Дом десять по Симферопольскому проезду, третий подъезд, четвертый этаж, давно обитая дерматином дверь – шляпки гвоздей хороводятся вокруг замочной скважины и выстраиваются диагоналями – долго, неслышно шла она, эта женщина, к двери и отперла.

Белая рубашка, вязаная безрукавка. Маленькая, прямая. Короткая аккуратная стрижка. Подправленные помадой губы. Она готовилась. Когда старики готовятся, они наряжаются такими, какими хотели бы лежать в гробу.

Лида Иванова стояла внутри железной рамки, водруженной на колесики, – сломала шейку бедра, только так ходит. Она ни разу не выбралась из нее – сидела, как в башне, как в корыте.

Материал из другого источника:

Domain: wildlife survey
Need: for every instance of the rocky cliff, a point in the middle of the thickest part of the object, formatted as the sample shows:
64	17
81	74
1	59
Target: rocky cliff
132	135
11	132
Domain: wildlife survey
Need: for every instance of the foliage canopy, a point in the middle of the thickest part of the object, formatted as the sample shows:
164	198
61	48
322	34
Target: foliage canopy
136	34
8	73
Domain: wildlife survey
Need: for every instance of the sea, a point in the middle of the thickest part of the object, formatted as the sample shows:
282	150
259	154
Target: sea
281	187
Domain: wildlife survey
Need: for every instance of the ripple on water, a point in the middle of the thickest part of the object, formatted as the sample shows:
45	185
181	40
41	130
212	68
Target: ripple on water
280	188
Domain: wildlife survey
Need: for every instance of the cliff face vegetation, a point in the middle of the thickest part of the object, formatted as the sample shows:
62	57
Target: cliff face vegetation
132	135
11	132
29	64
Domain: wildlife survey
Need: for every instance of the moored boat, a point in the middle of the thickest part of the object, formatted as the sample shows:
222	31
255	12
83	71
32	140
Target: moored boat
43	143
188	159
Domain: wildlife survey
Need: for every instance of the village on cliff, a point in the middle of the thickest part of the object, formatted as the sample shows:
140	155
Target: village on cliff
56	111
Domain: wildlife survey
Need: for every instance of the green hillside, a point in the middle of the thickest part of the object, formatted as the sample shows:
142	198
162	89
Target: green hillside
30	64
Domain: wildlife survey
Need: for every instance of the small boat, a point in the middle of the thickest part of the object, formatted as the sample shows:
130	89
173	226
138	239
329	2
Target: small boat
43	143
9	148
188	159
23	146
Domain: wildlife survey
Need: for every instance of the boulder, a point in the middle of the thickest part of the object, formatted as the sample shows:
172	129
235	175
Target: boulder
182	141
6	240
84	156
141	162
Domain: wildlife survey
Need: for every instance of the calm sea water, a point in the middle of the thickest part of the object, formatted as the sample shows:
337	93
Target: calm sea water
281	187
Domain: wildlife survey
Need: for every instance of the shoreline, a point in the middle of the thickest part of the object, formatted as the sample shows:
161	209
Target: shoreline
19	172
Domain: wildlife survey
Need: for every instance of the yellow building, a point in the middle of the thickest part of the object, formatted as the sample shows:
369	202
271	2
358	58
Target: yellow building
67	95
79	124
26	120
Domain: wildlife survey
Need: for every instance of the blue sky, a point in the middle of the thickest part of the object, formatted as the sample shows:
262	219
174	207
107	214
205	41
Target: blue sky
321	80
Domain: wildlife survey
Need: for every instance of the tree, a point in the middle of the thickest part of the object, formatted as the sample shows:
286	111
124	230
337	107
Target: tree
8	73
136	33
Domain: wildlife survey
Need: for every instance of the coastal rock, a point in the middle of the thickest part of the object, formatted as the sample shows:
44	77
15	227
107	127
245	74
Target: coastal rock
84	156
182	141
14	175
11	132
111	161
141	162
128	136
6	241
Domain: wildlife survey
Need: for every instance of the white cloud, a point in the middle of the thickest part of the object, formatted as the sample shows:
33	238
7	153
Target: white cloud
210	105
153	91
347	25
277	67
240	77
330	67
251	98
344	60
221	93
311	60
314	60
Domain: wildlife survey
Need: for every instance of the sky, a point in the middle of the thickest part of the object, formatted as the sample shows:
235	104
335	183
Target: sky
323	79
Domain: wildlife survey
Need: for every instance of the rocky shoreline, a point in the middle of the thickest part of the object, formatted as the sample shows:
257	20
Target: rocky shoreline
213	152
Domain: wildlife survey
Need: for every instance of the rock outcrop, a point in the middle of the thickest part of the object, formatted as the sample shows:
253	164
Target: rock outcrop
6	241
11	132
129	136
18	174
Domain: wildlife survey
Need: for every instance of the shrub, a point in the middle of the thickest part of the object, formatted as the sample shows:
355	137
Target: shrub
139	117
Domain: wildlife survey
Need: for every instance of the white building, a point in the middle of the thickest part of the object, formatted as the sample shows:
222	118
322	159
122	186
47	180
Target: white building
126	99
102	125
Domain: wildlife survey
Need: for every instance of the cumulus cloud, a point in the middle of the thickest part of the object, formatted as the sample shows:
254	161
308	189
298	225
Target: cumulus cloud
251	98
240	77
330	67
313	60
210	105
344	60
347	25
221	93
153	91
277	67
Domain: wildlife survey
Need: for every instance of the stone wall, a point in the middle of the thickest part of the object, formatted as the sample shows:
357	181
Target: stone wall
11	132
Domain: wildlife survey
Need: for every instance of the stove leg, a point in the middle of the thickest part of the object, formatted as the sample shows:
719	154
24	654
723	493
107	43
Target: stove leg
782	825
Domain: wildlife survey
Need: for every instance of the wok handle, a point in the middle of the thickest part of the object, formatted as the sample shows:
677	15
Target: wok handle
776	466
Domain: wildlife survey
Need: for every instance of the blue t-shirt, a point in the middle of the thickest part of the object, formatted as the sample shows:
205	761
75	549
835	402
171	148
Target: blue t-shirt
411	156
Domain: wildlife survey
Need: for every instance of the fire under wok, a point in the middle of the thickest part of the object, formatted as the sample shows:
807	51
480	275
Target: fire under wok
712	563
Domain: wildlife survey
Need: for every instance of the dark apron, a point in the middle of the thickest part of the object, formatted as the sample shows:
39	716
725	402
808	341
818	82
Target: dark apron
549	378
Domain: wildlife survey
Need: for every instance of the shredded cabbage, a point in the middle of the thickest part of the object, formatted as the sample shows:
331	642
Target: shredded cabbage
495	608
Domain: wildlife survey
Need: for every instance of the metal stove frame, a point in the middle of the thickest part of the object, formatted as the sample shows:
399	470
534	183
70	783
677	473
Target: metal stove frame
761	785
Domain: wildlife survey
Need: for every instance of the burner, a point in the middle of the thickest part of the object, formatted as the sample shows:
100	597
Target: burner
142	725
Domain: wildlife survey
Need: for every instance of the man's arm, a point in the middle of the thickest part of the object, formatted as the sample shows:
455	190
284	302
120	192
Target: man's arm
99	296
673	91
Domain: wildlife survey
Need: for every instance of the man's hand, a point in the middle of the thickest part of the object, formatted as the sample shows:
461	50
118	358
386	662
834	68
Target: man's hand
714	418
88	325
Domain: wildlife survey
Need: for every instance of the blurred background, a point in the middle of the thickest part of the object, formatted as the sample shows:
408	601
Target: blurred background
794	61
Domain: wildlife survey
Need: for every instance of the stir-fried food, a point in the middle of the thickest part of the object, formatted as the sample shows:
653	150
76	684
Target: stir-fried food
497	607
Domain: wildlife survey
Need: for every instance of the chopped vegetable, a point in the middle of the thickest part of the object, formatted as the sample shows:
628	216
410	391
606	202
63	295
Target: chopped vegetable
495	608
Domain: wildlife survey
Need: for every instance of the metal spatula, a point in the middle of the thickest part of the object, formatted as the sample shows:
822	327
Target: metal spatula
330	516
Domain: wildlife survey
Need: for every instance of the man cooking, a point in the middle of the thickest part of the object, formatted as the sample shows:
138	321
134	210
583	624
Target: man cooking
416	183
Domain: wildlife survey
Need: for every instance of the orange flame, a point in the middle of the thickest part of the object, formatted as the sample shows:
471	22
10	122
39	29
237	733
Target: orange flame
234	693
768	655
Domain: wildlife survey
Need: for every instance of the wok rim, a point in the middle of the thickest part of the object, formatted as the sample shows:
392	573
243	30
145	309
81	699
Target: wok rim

В квартире настойчиво пахло старостью.

Она все продумала: тапки, за стол поближе к фото, посмотрите настоящую меня – тоненькая красавица с матерым героем Валерием Чкаловым, опьяненным успехом трансарктического перелета в Америку, прочтите (дала понять, что жене Чкалова автограф доставил некоторое неудовольствие): «Милая девушка, моя соотечественница Лидушка. Этот снимок я дарю тебе на память о себе. И говорю тебе слова, которые для меня являются самыми дорогими: нет ничего лучше в жизни, как жизнь в Советском Союзе. Помни об этом всю жизнь, и в этом есть счастье».

Жила на Бахрушина. Родители? Простые служащие. Закончила школу и – на курсы иностранных языков при Наркоминделе. А зачем туда? Да вот туда. И поехала в Америку, заведующей канцелярией посольства. (В двадцать лет, дочь простых служащих и не комсомолка, незатейливое вранье – твое счастье, что уже не важно.) Ну и как вам Америка? Там кризис. Хотелось домой.

Лида Иванова отвечала настороженно, сухо и кратко. Сквозь кожу на руках подробно проступал скелет, она давно умерла, остатки живого едва мерцали в тумане.

Первый раз? Встречали Уманского в Вашингтоне на вокзале. Он с женой. Жена рассказывала, что выросла у родственников в Австрии на коровьем молоке, и сама похожа на корову. Я с ним дружила. И в Москве. Очень дружила. Где встретились в Москве? У Трояновских. Он вас сразу узнал? Лида Иванова с внезапным бешенством произнесла:

– А почему он должен был меня не узнать?! Странный вопрос!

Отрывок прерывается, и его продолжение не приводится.